The good news is that, with some effort and thoughtful planning, organizations can mitigate many of these risks without remaining on the Copilot sidelines. Microsoft Purview provides companies with the tools necessary to implement sound data classification, organization, and retention practices, including a labeling taxonomy that restricts Copilot’s access to sensitive data, but retroactively applying governance to terabytes of preexisting SharePoint site content may be daunting. Enabling Restricted SharePoint Search can be an effective stopgap measure by restricting Copilot’s scope of collaborative location coverage to an allowed list of curated SharePoint sites. Relatedly, while corporations have understandably sought to restrict the sprawl of repositories that SharePoint and Teams can unleash, imposing too many barriers on new site creation can lead users to commingle disparate information in a handful of preapproved locations, which can be equally problematic. Striking the right balance between structure and flexibility is critical.
As soon as Copilot is turned on, early adopters are bound to use it extensively, while others may proceed more warily. But companies need not take a “one-size-fits-all” approach to their Copilot deployment strategy. A phased rollout may be more prudent, perhaps starting with a small number of tech-savvy pilot participants, then expanding to those business functions likely to see the greatest productivity benefit at the lowest risk (e.g., sales and marketing), and eventually enabling teams who regularly handle the most sensitive data (e.g., human resources and legal) only after the governance model has been validated.
Once the floodgates are open, Copilot is virtually guaranteed to generate a steady stream of artifacts, much of which is likely to be discoverable (although precedent is still scant). The best time to enable reasonable data lifecycle management policies is before a user base grows accustomed to infinite retention. Absent a legal duty to preserve, the optimal duration to keep prompts, responses, document versions, meeting recaps, and other Copilot interactions will vary by organization and sometimes even by department, but adopting Microsoft’s generous out-of-the-box retention periods should be an explicit decision, not a dereliction.

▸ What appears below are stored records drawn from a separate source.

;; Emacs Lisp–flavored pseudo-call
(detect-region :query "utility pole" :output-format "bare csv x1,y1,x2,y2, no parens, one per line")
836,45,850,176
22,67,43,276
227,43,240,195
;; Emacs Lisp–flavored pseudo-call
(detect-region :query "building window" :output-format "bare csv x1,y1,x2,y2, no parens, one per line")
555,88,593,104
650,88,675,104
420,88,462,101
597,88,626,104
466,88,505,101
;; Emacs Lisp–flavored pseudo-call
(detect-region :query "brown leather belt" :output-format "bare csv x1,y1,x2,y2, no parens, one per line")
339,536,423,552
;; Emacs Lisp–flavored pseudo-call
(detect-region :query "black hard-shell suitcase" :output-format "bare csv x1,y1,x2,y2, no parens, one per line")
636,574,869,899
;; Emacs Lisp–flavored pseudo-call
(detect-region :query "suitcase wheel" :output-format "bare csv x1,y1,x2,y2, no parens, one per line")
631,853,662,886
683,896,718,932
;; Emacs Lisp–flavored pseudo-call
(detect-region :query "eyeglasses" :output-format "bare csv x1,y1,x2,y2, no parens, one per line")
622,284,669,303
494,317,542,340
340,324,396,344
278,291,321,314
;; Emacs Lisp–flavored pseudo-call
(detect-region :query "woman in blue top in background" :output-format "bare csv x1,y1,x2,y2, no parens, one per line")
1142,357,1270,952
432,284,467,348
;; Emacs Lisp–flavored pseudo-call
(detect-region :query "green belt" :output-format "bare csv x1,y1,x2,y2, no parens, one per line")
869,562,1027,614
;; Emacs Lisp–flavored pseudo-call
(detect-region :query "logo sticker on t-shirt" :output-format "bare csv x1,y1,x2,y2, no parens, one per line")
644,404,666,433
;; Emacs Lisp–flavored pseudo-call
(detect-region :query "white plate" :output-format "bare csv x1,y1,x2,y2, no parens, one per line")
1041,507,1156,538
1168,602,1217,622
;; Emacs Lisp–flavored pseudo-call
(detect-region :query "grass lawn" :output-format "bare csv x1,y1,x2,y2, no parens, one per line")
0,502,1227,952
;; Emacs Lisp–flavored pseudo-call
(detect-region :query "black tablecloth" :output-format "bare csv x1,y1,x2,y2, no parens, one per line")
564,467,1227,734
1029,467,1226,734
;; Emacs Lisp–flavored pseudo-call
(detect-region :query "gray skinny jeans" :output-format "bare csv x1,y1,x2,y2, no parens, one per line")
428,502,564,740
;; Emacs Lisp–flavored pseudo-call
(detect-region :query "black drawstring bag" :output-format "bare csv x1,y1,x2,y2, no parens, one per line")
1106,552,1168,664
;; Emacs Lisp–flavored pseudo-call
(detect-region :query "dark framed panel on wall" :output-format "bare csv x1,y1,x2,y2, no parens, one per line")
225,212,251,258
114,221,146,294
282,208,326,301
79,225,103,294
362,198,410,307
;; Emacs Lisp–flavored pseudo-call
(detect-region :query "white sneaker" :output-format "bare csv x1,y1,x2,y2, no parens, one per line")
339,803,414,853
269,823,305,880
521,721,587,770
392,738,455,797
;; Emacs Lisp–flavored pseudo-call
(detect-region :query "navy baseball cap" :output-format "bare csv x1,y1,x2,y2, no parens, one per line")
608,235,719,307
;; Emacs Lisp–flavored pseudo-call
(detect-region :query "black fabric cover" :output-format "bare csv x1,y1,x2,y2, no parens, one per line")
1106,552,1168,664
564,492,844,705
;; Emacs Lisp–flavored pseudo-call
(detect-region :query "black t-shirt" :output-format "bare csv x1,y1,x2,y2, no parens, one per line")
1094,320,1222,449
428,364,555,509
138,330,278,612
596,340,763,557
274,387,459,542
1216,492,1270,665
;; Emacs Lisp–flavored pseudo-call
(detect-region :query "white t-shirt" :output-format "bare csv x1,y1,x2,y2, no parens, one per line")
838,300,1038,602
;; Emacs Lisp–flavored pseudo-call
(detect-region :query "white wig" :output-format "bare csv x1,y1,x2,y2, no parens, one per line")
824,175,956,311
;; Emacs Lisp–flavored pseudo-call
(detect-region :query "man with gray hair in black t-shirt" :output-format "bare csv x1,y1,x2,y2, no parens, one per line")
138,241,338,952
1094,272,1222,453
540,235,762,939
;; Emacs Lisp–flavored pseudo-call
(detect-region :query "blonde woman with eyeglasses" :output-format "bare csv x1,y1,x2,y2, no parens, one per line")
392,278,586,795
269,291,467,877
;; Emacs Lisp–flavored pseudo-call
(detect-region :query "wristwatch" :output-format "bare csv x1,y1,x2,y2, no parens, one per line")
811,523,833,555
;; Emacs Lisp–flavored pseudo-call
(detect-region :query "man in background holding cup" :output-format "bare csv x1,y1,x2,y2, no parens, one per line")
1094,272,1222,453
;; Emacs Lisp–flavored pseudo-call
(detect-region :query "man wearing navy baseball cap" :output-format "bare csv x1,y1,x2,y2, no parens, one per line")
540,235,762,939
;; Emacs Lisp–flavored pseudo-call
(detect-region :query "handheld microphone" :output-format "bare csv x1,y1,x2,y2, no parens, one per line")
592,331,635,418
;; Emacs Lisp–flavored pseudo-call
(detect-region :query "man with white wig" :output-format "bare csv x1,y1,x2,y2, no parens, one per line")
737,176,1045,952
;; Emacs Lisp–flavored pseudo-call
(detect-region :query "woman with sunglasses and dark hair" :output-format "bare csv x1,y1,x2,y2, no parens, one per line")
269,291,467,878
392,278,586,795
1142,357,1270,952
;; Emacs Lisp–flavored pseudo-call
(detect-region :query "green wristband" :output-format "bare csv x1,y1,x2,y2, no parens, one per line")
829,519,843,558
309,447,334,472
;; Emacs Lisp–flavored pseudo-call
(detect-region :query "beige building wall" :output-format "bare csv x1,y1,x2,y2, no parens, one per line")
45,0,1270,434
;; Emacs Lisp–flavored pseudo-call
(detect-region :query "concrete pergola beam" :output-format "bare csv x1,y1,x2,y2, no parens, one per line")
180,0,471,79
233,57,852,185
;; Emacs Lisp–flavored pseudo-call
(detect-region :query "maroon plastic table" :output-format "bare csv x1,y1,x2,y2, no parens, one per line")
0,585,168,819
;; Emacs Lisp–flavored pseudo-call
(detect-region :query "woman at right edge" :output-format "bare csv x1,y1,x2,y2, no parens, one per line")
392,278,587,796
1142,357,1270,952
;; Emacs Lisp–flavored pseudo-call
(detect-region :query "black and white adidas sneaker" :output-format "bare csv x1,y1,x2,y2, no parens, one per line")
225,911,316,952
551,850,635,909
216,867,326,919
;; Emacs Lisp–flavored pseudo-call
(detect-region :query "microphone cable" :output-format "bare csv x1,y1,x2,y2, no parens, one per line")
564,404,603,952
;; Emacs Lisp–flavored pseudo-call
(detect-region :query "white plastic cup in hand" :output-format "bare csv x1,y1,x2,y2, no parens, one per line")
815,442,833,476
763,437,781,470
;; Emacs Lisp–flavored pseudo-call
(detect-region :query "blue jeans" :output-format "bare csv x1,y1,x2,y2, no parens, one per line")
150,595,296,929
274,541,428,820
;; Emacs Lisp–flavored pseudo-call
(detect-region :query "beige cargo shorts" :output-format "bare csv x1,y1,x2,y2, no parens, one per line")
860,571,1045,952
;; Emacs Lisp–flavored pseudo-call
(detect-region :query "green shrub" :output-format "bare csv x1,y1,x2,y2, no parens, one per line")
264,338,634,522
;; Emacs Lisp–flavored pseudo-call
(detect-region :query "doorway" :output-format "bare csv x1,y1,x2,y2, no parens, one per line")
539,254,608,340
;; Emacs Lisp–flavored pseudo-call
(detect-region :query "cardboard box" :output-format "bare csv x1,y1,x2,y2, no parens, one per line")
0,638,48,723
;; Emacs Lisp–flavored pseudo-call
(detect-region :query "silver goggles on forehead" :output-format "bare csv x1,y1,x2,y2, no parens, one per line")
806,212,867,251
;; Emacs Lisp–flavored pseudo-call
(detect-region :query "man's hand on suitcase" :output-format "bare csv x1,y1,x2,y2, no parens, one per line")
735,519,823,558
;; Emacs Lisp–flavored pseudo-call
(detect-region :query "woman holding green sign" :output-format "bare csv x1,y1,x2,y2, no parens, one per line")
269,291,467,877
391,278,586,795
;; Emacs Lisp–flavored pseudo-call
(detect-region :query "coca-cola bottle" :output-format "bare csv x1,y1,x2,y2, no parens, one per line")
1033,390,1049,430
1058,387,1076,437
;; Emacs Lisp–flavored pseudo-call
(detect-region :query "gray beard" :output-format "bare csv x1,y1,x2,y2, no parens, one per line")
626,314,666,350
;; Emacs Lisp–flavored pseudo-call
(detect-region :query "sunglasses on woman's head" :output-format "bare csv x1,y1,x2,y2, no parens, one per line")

Recognizing the challenges confronting organizations, Microsoft recently announced Copilot Control System, billed as a robust, coherent system of integrated enterprise-grade controls for Copilot and its agents covering security, governance, management, measurement, and reporting. But even with Microsoft’s assistance, companies should consider engaging experts to help assess their Copilot technical readiness; comply with international data protection regimes; avoid a damaging implementation misconfiguration; update applicable policies and procedures (including as to record retention, responsible AI use, and incident response), prepare and deliver real-world training; and assemble and advise cross-functional AI Centers of Excellence.